Model Elements Revisited

Scott Conover responded with a wealth of ideas to yesterday's model element selection discussion, which in turn has gone through numerous previous iterations, so this really seems like an endless theme.

Actually it is not even yesterday's, yet, it is still today's. We both wanted to fix it fast.

Here are Scott's comments and suggestions:

First, on the original solution:

  IList<Element> found
    = collector
      .WhereElementIsNotElementType()
      .WhereElementIsViewIndependent()
      .WherePasses( new LogicalOrFilter(
        new ElementIsElementTypeFilter( false ),
        new ElementIsElementTypeFilter( true ) ) )
      .ToElements();

The WherePasses clause is totally unnecessary. I know this is the 'original' example, but I certainly hope that nobody copies this for further use.

Your 'first solution' post from 2009 appends filters to each other one at a time. Our new LogicalOrFilters support more than two inputs, so it should actually be updated to make more efficient use of 2011 filtering.

Regarding your second solution regarding HasMaterialQuantities – I guess it may not find all required elements. Furniture, for example, doesn't have material quantities, but it is a physical element in the model.

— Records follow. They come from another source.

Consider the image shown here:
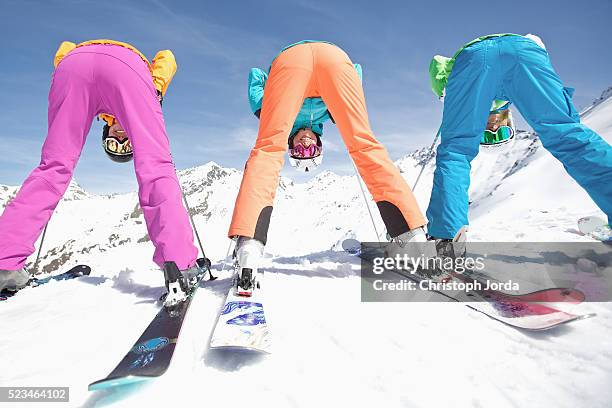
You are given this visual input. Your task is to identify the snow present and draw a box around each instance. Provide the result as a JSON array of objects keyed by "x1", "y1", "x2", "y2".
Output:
[{"x1": 0, "y1": 88, "x2": 612, "y2": 407}]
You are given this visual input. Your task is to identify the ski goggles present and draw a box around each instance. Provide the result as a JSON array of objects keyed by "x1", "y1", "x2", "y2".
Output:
[
  {"x1": 102, "y1": 136, "x2": 132, "y2": 156},
  {"x1": 289, "y1": 146, "x2": 322, "y2": 159},
  {"x1": 480, "y1": 126, "x2": 514, "y2": 145}
]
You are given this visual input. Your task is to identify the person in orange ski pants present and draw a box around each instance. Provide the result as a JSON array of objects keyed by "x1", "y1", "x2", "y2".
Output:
[{"x1": 228, "y1": 41, "x2": 427, "y2": 289}]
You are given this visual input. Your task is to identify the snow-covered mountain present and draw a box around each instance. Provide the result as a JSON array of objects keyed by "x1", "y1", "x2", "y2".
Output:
[{"x1": 0, "y1": 90, "x2": 612, "y2": 407}]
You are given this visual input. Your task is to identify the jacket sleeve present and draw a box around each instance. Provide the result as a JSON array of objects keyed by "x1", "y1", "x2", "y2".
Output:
[
  {"x1": 249, "y1": 68, "x2": 268, "y2": 117},
  {"x1": 151, "y1": 50, "x2": 176, "y2": 95},
  {"x1": 53, "y1": 41, "x2": 76, "y2": 68},
  {"x1": 353, "y1": 64, "x2": 363, "y2": 82}
]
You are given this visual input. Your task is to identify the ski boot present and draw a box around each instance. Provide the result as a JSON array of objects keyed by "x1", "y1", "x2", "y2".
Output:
[
  {"x1": 0, "y1": 268, "x2": 30, "y2": 292},
  {"x1": 160, "y1": 258, "x2": 216, "y2": 307},
  {"x1": 234, "y1": 237, "x2": 264, "y2": 297},
  {"x1": 385, "y1": 227, "x2": 446, "y2": 280},
  {"x1": 428, "y1": 227, "x2": 468, "y2": 259}
]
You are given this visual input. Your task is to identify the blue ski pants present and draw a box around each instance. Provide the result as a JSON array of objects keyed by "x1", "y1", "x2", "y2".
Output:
[{"x1": 427, "y1": 36, "x2": 612, "y2": 239}]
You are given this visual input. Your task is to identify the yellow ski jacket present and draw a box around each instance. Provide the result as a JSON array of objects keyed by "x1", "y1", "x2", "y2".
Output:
[{"x1": 53, "y1": 39, "x2": 176, "y2": 126}]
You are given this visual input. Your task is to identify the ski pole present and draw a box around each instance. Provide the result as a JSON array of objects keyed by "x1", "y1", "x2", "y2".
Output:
[
  {"x1": 351, "y1": 159, "x2": 380, "y2": 241},
  {"x1": 30, "y1": 221, "x2": 49, "y2": 275},
  {"x1": 179, "y1": 187, "x2": 206, "y2": 258},
  {"x1": 412, "y1": 124, "x2": 442, "y2": 193}
]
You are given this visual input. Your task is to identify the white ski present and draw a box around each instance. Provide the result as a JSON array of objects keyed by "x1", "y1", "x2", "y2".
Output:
[
  {"x1": 210, "y1": 272, "x2": 270, "y2": 353},
  {"x1": 578, "y1": 216, "x2": 612, "y2": 242}
]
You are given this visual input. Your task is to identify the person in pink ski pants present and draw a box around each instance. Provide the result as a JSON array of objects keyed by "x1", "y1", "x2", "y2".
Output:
[{"x1": 0, "y1": 40, "x2": 198, "y2": 289}]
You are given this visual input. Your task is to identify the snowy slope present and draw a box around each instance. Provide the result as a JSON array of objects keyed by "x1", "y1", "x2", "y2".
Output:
[{"x1": 0, "y1": 87, "x2": 612, "y2": 407}]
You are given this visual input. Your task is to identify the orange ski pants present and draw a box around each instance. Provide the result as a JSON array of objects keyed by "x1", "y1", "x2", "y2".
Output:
[{"x1": 228, "y1": 43, "x2": 427, "y2": 244}]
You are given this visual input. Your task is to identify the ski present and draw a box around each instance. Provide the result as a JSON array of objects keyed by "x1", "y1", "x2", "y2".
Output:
[
  {"x1": 578, "y1": 216, "x2": 612, "y2": 242},
  {"x1": 89, "y1": 258, "x2": 214, "y2": 391},
  {"x1": 210, "y1": 262, "x2": 271, "y2": 353},
  {"x1": 0, "y1": 265, "x2": 91, "y2": 301},
  {"x1": 342, "y1": 240, "x2": 594, "y2": 331}
]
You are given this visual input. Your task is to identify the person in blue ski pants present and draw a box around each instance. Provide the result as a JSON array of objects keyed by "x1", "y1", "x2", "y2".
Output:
[{"x1": 427, "y1": 35, "x2": 612, "y2": 239}]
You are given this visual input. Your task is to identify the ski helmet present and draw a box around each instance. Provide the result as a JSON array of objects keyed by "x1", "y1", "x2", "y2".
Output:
[
  {"x1": 288, "y1": 128, "x2": 323, "y2": 172},
  {"x1": 102, "y1": 123, "x2": 134, "y2": 163},
  {"x1": 480, "y1": 106, "x2": 516, "y2": 153}
]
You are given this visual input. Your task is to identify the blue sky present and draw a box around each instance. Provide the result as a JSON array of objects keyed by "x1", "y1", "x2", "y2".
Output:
[{"x1": 0, "y1": 0, "x2": 612, "y2": 193}]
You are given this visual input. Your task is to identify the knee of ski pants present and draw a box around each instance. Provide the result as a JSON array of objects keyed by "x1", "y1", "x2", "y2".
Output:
[
  {"x1": 32, "y1": 157, "x2": 76, "y2": 195},
  {"x1": 138, "y1": 177, "x2": 181, "y2": 210}
]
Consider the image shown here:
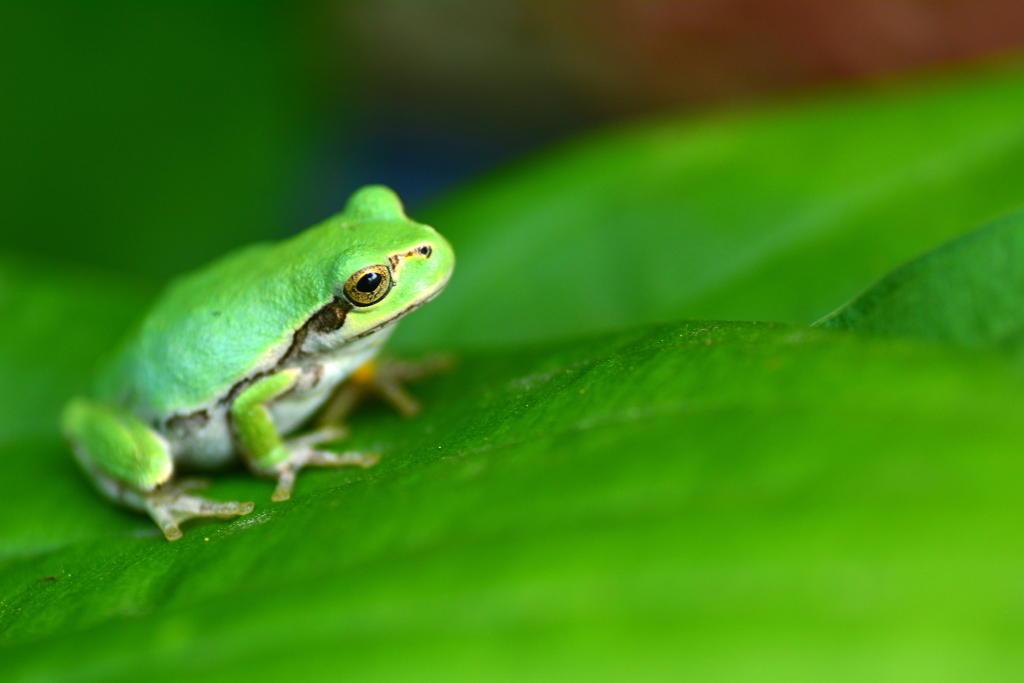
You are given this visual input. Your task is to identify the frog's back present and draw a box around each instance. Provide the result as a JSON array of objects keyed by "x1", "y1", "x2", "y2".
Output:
[{"x1": 98, "y1": 224, "x2": 343, "y2": 418}]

Another solution might be:

Since it seems that 3D elements are what is wanted here, all elements visible in the new (unfiltered) 3D view are targets.

Finally, the final solution contains a redundancy:

  FilteredElementCollector collector 
    = new FilteredElementCollector( doc );
 
  collector
    .WhereElementIsNotElementType()
    .WhereElementIsViewIndependent()
    .ToElements();
 
  foreach( Element element in collector )
  {
    // . . .
  }

The redundancy consists in the call to ToElements. It executes the filter over the document and returns all found elements in a collection. Foreach over the collector does the same execution a second time. You should either skip the ToElements call (which is what I would do), or declare a local IList to hold the return of ToElements and run foreach over that.

Many thanks to Scott for this valuable feedback!